XML Search
Author: Martin Robinson
Implementing Live Site XML Search
Author: Martin Robinson
1. Introduction
This guide will quickly walk you through installing and configuring a custom search engine on your site. It assumes that you have a recent version of PHP installed on your web server and that you are comfortable with Cascade. Knowledge of PHP is also useful, but not necessary to use this guide.
2. Components
There are several components to the search engine including index blocks, the search frame, the search script itself, the configuration page and the logging mechanism. The script will read its configuration from a configuration file that you will publish (with the use of a data definition), search the XML data files, display the results to the user and do any necessary logging. The index blocks gather content from inside the CMS and publish it to XML files on your web server. The search frame is an HTML template which will surround the results from the search script.
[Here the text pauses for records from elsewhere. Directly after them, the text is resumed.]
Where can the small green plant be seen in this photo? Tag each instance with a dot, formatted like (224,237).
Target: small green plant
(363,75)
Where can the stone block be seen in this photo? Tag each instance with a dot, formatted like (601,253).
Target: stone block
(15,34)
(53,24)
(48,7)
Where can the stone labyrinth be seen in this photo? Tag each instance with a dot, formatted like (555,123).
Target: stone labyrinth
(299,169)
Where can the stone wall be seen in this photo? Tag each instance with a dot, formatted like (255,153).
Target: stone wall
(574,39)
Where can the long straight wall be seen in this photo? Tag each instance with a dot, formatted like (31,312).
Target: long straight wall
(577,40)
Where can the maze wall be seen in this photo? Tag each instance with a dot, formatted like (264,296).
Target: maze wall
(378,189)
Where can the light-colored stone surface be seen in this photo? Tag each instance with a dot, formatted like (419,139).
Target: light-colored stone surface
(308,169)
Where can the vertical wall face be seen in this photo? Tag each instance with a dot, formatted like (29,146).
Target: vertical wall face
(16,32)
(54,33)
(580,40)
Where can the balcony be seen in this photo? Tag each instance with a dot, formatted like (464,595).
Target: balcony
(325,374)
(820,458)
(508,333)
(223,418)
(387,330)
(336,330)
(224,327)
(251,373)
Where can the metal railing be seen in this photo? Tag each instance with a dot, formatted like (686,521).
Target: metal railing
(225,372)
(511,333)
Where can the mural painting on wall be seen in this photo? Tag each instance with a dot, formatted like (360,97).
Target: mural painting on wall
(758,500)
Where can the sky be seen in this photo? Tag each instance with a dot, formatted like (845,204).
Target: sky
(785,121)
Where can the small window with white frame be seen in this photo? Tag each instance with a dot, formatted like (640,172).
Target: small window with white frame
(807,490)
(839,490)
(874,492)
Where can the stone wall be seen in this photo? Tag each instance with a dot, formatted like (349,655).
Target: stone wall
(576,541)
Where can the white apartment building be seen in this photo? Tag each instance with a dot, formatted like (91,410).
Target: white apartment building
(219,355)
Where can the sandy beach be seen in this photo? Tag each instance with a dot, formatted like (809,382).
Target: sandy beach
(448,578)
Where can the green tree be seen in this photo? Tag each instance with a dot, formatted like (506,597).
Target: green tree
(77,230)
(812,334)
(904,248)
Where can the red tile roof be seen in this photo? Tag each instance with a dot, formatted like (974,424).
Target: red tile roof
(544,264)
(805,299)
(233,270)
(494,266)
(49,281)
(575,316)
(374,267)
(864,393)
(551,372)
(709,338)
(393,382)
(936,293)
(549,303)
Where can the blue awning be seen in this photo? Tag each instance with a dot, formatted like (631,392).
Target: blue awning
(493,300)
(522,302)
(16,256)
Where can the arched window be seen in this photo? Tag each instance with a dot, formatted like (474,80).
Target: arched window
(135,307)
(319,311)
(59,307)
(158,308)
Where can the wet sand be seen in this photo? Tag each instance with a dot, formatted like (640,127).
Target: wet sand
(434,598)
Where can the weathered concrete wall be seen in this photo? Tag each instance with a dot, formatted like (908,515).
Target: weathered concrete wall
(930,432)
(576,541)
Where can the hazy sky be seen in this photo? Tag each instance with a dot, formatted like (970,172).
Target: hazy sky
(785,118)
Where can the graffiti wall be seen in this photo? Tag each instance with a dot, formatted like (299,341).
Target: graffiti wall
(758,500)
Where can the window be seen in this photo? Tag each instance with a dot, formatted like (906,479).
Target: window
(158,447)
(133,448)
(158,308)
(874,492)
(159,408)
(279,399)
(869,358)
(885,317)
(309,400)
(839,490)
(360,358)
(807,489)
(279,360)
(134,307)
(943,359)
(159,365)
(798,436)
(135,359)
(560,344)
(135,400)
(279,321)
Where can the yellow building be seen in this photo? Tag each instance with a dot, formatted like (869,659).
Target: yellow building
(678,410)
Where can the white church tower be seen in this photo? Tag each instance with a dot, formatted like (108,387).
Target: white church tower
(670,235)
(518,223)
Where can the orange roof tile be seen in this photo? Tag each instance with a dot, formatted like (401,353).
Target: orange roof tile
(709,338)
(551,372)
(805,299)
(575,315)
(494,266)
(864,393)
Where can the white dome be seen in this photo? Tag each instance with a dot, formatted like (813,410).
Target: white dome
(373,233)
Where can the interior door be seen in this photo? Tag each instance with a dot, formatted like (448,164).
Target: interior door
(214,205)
To begin, create a new folder to contain all the search-related assets. We chose "search" for this example.
3. The Index Blocks
For every section of your site that you want to search, create an index block which indexes that section. If you simply want to index your entire site at once, make an index block for the top-level folder. It is recommended that you break up your site into sections though (especially if it is large).
When creating your index blocks, be sure to check "Render page XML inline" This will ensure that the search script looks through page contents as well as metadata. Be sure to only index pages and to give your index block a meaningful name. In our case we named it "search-index-block." Finally, make sure that "Regular content" and "System Metadata" are enabled under "Indexed Asset Content." For each block, make sure that the depth of the index is large enough to capture all of the sub-pages.
For each index block, create a page (preferably one that will publish to XML) which uses that block in an XML configuration. Be sure that you turn off indexing when you create this page. Now we need to assign a stylesheet to each search index page to rewrite the links and clean it up for the script. Import the stylesheet,index-block-search-filter.xsl, included below and assign it the index blocks on your new pages.
Now your index blocks should be ready.
4. The Search Frame
Now we are going to create an HTML frame to display the search results in. This should probably be derived from your global template. In any case, this page's content should look like this:
<form action="search.php" method="get">
<input maxlength="50" name="s" size="15" value="{$QUERY}" type="text"/>
<input name="search" value="search" type="submit" />
<select name="d">
<option selected="selected" value="-1">Entire Site</option>
<option value="0">Section 0</option>
<option value="1">Section 1</option>
<option value="2">Section 2</option>
<option value="3">Section 3</option>
</select>
</form>
{$SEARCH}
Note that the option values here correspond to the index blocks you created above. Order must be consistent throughout this process, so they must be listed in the same order when you create the configuration file. Passing a value of "-1" for the 'd' parameter will always search all data files.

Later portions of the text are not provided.